Ваше увольнение из Третьяковки происходило на фоне суда над выставкой «Запретное искусство — 2006», которую вы вместе с Юрием Самодуровым сделали в Сахаровском центре (в 2014 году Сахаровский центр признан «иностранным агентом», в 2023 году ликвидирован.— Weekend). «Запретное искусство» было посвящено институциональной самоцензуре. Тогда музеи уже боялись нецензурной лексики и религиозной образности, чтобы не оскорблять чувства верующих. Сейчас список самоограничений расширился — во всем при желании можно найти намек на пропаганду чего-то недозволенного. Вы говорите, ширмы. А что еще можно выставлять, кроме абстракции и кинетистов?

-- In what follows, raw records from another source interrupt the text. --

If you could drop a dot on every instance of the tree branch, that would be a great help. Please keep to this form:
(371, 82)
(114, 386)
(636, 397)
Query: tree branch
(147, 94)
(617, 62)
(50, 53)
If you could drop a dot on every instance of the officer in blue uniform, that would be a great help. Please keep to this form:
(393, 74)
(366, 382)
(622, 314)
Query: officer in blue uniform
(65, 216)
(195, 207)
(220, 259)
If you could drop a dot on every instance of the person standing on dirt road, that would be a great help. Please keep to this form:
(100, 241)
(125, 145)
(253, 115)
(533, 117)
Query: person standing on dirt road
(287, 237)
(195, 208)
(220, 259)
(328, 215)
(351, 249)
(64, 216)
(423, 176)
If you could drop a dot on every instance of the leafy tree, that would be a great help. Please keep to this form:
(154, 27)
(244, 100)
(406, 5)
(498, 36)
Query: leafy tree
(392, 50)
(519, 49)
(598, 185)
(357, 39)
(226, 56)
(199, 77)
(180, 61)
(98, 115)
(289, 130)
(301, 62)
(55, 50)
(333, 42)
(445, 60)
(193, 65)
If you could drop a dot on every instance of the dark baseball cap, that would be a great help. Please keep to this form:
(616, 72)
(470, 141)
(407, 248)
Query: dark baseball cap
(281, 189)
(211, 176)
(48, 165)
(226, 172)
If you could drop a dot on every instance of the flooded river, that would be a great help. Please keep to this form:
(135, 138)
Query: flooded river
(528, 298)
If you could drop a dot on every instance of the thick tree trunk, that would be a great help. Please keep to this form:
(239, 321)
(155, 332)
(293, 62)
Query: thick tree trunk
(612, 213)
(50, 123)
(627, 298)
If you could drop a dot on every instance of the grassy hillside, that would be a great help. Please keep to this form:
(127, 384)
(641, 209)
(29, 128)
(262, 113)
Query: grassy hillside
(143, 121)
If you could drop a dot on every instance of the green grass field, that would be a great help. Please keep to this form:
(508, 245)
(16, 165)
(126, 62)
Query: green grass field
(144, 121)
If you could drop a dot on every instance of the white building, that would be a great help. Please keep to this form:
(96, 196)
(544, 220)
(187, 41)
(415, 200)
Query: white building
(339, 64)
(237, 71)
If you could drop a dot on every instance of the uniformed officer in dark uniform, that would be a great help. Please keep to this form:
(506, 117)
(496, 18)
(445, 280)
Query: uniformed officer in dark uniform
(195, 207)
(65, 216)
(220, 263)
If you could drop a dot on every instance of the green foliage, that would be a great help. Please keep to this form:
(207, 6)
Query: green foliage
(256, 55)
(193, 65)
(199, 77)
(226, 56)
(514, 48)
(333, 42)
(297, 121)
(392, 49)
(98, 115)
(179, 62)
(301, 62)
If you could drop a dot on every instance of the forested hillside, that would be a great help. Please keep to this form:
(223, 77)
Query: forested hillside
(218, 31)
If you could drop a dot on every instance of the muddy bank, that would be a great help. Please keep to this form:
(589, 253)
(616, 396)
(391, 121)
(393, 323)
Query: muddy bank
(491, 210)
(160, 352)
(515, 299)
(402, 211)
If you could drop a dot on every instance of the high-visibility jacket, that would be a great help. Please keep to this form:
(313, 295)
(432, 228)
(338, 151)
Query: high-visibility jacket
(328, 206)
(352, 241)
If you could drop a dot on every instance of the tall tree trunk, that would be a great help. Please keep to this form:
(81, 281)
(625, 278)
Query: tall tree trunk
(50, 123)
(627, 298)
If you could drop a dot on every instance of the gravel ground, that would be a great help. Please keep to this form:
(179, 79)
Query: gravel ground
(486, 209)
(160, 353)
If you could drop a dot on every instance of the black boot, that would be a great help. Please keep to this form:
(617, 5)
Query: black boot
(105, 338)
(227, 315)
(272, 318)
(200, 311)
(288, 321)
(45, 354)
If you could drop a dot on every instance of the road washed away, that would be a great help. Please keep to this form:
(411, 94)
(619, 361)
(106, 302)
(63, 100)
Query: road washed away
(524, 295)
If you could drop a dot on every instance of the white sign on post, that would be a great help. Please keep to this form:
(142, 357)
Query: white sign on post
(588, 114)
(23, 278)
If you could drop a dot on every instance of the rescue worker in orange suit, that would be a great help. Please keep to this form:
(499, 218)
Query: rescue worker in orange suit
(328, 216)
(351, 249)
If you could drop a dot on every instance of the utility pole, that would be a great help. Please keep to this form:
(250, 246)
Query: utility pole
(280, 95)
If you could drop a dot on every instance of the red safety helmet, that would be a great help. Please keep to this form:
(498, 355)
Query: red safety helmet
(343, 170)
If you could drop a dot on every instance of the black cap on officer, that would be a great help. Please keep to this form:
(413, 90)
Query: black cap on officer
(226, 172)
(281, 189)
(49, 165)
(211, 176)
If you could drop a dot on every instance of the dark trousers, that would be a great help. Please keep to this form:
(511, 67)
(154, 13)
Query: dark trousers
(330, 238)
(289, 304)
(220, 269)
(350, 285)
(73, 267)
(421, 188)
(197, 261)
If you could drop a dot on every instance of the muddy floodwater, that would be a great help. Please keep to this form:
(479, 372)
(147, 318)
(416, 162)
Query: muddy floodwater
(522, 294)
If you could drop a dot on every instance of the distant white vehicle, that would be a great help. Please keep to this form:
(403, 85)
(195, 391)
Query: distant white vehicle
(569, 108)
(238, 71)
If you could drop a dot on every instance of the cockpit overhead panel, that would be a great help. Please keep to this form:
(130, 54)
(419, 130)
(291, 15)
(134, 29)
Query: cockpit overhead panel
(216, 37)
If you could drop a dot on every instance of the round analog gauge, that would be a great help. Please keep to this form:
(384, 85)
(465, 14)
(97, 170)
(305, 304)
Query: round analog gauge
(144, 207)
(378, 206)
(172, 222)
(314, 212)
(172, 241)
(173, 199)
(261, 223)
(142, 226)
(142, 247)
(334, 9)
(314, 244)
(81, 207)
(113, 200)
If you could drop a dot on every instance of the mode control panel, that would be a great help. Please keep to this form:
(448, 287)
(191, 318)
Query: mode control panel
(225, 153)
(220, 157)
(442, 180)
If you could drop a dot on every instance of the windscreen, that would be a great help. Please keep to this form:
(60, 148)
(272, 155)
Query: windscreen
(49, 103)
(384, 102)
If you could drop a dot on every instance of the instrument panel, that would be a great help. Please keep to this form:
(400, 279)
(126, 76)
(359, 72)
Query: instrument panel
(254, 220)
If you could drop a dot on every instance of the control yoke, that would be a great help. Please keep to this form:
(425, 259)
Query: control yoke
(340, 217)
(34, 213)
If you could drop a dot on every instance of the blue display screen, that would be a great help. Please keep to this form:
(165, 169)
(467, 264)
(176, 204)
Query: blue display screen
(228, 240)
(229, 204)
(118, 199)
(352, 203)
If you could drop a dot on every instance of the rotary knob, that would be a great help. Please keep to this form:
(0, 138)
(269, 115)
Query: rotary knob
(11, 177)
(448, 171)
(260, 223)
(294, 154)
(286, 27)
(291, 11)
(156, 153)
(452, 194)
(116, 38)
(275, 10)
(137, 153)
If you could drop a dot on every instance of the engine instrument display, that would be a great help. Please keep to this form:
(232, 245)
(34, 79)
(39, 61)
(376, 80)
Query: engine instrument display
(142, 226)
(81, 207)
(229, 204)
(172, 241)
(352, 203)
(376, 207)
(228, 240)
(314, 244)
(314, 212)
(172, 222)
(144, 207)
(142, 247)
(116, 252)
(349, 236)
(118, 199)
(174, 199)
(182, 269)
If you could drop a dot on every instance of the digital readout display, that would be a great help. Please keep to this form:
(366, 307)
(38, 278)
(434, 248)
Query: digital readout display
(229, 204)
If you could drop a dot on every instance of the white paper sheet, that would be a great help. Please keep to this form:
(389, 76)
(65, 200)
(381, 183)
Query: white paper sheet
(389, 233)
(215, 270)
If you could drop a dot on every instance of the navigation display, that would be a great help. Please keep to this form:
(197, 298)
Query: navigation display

Ничего. Можно еще утрировать эту ширму так, что она волей-неволей обнажит свое качество ширмы реальности. Так, например, поступает Ирина Корина, которая, кстати сказать, одной из первых почувствовала тренд страны и выразила его в инсталляции «Назад в будущее!». Эта замечательная работа — последний на данный момент крупный дар, который я выпросил у художника для коллекции Третьяковской галереи, через десять лет после моего изгнания из нее.